Financial institutions’ ‘cultural’ problem
Even though banks share staff contact information through a Nacha registry designed to connect workers from different banks and credit unions, such registries aren’t always complete or up to date, often frustrating employees who try to use them.
All too often bank employees trying to reach industry peers may have access only to a customer service line that devolves into a series of deadends. The situation may become more difficult when banks are intermediaries for unlisted fintechs.
Nacha panelists noted a “cultural” problem in the industry with banks and workers not interested in talking to peers, for whatever reason, including potentially competitive instincts.
“Instead of putting your direct line (in the registry), you put the call-tree-hell (number) because you hope that nobody will sit through it, but that doesn't get us anywhere,” said William Mills, a vice president for deposit and ACH operations at Premier Banks in Maplewood, Minnesota.
Mills, who spoke on the Nacha rule panel, said he endured conversations with 18 different bank representatives at a large financial institution over four hours to resolve one issue.
Conference attendees suggested larger institutions may be more guarded because they’re seeking to safeguard their proprietary data.
When asked about banks sharing information to combat fraud during an interview last month, JPMorgan Chase’s payments technology head, Sri Shivananda, pointed to the government as the linchpin for information-sharing, via the Homeland Security Department’s Cybersecurity and Infrastructure Security Agency.
As for JPMorgan’s role, he seemed to favor maintaining an edge on rivals. “We have a competitive advantage on the data that we see through the number of transactions that we support on the platform,” he said.
Missing government coordination
A major government public campaign to call attention to the rising fraud problem, or to address it, has been lacking, some panelists contended.
There is no federal government office coordinating a response to this multi-billion-dollar crisis, said Paul Benda, an executive vice president of risk, fraud and cybersecurity policy for the American Bankers Association.

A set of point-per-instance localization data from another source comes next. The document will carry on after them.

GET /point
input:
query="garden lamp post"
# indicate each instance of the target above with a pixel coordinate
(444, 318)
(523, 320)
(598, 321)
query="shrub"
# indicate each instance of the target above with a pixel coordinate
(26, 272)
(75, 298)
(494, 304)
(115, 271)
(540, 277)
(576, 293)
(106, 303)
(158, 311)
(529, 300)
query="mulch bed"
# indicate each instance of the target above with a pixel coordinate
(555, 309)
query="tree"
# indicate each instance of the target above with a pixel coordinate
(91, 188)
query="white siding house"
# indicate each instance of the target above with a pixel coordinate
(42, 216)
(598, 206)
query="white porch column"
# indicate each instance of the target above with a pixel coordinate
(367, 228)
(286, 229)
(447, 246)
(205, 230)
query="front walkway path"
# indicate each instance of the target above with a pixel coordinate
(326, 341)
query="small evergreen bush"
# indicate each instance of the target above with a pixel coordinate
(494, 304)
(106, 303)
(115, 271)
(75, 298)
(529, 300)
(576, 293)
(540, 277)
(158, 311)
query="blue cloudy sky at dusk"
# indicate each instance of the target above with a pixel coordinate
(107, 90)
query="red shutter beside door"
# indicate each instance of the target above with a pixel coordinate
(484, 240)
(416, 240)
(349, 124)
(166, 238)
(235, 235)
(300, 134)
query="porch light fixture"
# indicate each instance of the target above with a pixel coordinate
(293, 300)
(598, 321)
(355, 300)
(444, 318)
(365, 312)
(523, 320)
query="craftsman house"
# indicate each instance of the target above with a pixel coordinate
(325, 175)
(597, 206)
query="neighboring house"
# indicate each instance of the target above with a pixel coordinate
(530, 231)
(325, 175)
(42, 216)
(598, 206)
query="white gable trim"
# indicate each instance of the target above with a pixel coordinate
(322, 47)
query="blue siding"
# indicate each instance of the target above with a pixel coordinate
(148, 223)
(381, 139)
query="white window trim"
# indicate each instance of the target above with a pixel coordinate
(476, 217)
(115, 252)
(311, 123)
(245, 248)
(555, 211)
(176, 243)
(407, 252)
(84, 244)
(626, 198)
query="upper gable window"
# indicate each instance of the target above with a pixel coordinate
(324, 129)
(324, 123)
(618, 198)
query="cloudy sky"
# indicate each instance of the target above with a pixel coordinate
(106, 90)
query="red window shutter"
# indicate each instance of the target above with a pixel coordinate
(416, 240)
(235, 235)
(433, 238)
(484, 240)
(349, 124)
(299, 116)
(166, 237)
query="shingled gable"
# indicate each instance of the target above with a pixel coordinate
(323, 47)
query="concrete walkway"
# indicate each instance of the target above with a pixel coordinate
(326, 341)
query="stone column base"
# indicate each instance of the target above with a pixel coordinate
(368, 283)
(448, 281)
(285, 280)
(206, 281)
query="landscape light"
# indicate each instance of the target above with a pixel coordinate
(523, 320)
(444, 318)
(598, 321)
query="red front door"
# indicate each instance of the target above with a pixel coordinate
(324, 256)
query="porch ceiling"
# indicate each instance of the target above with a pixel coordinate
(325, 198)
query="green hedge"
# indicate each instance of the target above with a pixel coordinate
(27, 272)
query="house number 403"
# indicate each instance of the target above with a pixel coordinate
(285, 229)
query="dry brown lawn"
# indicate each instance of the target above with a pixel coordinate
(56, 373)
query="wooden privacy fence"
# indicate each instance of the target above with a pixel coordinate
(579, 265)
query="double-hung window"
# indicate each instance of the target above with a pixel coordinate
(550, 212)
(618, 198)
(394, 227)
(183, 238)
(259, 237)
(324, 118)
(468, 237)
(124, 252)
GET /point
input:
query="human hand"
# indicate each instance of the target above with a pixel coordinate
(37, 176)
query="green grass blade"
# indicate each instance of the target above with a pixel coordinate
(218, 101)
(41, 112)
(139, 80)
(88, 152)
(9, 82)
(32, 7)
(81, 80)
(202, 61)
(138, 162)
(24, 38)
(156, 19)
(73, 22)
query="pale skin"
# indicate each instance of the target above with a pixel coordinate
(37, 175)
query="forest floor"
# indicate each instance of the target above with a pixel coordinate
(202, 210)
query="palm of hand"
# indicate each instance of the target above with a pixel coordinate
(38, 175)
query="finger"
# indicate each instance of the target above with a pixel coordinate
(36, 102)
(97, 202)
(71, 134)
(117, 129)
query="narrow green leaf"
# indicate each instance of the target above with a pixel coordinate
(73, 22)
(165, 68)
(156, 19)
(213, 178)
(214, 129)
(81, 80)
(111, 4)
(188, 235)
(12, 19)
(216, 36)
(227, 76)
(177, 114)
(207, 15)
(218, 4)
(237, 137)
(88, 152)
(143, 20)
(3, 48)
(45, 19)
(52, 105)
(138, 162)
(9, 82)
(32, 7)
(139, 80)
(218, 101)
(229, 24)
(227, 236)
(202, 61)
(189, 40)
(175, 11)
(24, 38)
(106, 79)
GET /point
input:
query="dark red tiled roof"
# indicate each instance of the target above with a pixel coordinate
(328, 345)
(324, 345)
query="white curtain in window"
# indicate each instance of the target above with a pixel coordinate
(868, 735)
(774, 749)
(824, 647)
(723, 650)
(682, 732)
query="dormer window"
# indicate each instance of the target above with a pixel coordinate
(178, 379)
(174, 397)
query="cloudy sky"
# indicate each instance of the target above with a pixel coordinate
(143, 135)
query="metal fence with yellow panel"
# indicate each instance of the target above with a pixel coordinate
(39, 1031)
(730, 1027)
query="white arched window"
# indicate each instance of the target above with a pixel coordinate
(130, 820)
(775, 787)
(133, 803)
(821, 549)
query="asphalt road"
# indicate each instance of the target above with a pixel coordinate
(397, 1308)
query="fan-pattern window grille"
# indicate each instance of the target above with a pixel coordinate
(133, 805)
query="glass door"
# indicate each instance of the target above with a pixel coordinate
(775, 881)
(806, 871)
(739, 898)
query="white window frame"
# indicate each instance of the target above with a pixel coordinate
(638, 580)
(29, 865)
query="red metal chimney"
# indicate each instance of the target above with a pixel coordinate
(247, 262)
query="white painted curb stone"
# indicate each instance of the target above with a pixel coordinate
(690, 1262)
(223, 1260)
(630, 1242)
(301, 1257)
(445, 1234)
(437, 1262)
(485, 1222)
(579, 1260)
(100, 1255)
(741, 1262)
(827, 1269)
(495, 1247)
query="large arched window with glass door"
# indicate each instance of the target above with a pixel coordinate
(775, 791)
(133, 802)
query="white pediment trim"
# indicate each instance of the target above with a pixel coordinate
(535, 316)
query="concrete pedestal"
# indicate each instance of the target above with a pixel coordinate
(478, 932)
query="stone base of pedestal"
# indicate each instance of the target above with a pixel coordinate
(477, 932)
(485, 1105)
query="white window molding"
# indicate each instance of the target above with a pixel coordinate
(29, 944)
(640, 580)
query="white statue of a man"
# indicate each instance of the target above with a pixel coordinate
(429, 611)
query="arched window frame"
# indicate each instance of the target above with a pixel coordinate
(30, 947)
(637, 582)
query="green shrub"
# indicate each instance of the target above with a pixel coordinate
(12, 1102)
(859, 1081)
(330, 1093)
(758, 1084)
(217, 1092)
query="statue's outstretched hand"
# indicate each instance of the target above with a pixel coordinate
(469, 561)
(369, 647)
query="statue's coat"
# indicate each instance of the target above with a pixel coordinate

The situation reflects a “complete and utter failure” of the national government to spearhead a nationwide solution, he said.
For its part, Nacha is implementing new rules to address the mushrooming payments fraud, asking financial institution members to submit plans for procedural changes. The rules aimed at changing financial institutions’ processes and policies are being phased in, with additional deadlines next year.
Unfortunately, many financial institutions aren’t ready to make the improvements, according to Dominic Plumeri, who audits banks on the ACH Network in his role as vice president of member services at not-for-profit payments association Southern Financial Exchange.
Nacha is also seeking to spur more information-sharing among its members by adding a new online means of connecting with each other to report fraud and attempt to recover funds.
In addition, some financial institutions are turning to outside software vendors to help develop technology to flag potential account problems, sometimes based on changes in payment behavior, like increases in volumes or values being received or sent by customers.
In the meantime, though, speakers at the conference said they fear losses are contributing to an expansion of organized crime rings, fueling the problem.
Karen Helmberger, director of fintech and payments at the industry fraud-fighting organization FS-ISAC, emphasized the personal and financial tolls the crimes take on people.
“We are losing generational wealth across the sector in this country and it’s going to these scam facilities wherever they may be,” said Helmberger. She urged attendees to focus not on the uncomfortable feelings they have about communicating, but rather on the “really bad things” that happen when they don’t.